The country will also not approve any new coal mines before the end of 2019.
This move is part of supply-side reform measures that are aimed at curbing overcapacity in the two sectors.
As the world's largest coal producer and consumer, massive coal production has powered China's economic advance over the past few decades.
But shrinking domestic demand amid an economic slowdown has made much of this capacity redundant.
Wang Xianzheng, Chairman of the China's China Coal Industry Association, says China is facing its highest-ever coal inventories.
"Due to declining market demand, inventories keep rising. China now has more than 300-million tons of coal inventories. This has reached a historically high level. Meanwhile, the drop in coal prices has led to a significant amount of defaulted payments to coal companies, which has brought difficulties to their business."
Ninety percent of the companies in the coal industry are now suffering loses.
The same glut has also been felt in China's steel industry, especially in the past two years, as world steel demand contracted.
According to China Iron and Steel Association, China's crude steel production capacity is about 1.2 billion tons with output falling 2.3 percent last year.
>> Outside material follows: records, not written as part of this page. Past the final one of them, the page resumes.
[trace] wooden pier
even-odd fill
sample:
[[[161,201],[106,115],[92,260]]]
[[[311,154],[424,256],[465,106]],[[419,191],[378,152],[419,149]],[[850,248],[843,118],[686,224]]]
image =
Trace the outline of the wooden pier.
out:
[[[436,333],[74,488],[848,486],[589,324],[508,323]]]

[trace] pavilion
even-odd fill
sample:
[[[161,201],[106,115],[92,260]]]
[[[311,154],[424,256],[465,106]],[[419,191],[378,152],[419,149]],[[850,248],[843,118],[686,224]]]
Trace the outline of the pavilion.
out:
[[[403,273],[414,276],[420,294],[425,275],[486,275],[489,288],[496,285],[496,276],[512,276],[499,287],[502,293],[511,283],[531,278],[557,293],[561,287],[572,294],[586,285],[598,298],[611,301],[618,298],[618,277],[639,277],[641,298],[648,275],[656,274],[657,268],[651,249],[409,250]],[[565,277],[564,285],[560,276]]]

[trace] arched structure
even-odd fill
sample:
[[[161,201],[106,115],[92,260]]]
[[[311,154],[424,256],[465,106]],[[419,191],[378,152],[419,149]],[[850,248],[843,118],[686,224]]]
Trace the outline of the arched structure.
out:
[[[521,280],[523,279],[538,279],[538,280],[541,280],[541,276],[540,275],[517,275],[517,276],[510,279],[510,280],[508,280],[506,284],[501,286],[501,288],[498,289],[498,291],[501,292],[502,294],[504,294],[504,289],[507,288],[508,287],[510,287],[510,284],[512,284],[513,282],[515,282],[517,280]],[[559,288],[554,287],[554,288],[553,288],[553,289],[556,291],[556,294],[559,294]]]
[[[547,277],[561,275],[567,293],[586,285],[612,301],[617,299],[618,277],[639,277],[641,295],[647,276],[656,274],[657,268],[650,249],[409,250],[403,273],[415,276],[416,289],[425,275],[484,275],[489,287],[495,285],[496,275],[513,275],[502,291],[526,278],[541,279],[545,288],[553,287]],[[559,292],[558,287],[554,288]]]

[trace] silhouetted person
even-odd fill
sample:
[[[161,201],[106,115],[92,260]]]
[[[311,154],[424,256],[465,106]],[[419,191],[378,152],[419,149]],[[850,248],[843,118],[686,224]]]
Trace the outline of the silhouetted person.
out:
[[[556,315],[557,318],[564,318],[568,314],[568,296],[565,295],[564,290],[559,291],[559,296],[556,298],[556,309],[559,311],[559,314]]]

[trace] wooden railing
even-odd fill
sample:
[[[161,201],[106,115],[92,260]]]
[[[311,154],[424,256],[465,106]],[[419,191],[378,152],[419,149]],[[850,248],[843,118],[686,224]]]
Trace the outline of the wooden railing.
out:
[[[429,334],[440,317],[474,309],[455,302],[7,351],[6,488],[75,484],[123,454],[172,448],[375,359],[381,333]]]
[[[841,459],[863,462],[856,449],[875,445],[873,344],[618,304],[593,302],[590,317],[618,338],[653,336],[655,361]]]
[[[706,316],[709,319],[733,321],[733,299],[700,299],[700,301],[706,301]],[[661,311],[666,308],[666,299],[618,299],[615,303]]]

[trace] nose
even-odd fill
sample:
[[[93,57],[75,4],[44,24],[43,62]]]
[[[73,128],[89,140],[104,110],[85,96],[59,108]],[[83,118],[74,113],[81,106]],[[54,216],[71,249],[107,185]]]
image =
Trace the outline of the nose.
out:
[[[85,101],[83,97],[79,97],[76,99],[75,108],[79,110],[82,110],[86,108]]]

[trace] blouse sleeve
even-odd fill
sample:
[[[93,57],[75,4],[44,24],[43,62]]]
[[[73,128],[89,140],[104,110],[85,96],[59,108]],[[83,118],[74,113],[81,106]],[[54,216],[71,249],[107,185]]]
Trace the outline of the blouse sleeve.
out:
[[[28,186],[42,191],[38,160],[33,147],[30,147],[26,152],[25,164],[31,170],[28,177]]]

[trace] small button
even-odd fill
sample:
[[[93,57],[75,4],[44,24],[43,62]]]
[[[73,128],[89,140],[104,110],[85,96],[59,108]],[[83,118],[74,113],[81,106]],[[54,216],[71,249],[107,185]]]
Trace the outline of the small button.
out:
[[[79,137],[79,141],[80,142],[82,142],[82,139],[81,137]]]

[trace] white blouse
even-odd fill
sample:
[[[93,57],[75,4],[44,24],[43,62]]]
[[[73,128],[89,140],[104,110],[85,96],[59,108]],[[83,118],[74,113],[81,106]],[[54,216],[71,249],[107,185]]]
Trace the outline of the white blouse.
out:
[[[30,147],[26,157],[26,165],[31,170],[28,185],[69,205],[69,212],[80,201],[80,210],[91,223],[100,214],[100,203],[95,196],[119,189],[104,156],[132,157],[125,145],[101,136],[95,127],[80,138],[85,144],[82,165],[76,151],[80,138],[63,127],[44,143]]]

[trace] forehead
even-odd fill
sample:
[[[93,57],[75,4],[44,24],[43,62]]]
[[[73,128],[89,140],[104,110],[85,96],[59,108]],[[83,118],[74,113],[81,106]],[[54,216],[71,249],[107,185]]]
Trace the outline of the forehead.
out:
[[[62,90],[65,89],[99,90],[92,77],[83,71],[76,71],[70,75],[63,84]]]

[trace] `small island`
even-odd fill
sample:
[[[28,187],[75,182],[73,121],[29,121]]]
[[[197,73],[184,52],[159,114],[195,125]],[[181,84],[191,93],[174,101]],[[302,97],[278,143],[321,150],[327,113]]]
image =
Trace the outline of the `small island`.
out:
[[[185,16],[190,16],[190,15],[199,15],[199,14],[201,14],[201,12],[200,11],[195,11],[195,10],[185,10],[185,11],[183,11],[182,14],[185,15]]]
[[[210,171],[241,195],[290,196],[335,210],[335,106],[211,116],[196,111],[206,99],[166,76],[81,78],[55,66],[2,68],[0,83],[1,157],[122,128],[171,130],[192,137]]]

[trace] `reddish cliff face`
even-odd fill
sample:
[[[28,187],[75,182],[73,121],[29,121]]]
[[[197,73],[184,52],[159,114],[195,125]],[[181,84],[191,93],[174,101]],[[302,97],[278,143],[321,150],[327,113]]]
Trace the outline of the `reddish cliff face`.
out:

Li Xinchuang, head of China Metallurgical Industry Planning and Research Institute, says that steel prices are much lower than that 20 years ago.
"The decline of consumption will lead to an oversupply and disordered competition in the market. The steel price has sunk to its lowest point in history, nearly 40 percent lower than the price index in 1994. Nearly half of the member companies of the China Iron and Steel Association now face losses. The total deficit hit 72-billion yuan in the first ten months of last year."
Li Xinchuang says if the situation continues to worsen, some companies face production halts or even closures, which will lead to huge financial losses as these firms default on loans.
To address the problem, Yang Weimin, vice director of the Office of the Central Leading Group on Finance and Economic Affairs, says these "zombie" companies, those which have ceased operations but have not formally gone bankrupt, must be shut down.
"If the "zombie" companies are not eradicated, demand stimulation and investment expansion cannot play their proper role in boosting the economy. And high quality companies will be dragged down in the future. We need to firmly shut down those "zombie" companies to balance the demand and supply in the industry and inject confidence in the high quality companies."
To slash the overcapacity, no new steel projects have been given the go ahead since May of 2013.
The country will also shut down 500 million tons of coal capacity and consolidate another 500 million tons into the hands of fewer but more efficient mine operators in the next three to five years.
Resettlement of workers will be a top priority with coal and steel producers set to offer compensation to redundant workers and to pay their unpaid wages.
Relevant authorities have pledged to provide training and employment services to help the unemployed find work and make plans to pay unemployment benefits to those who may lose their jobs.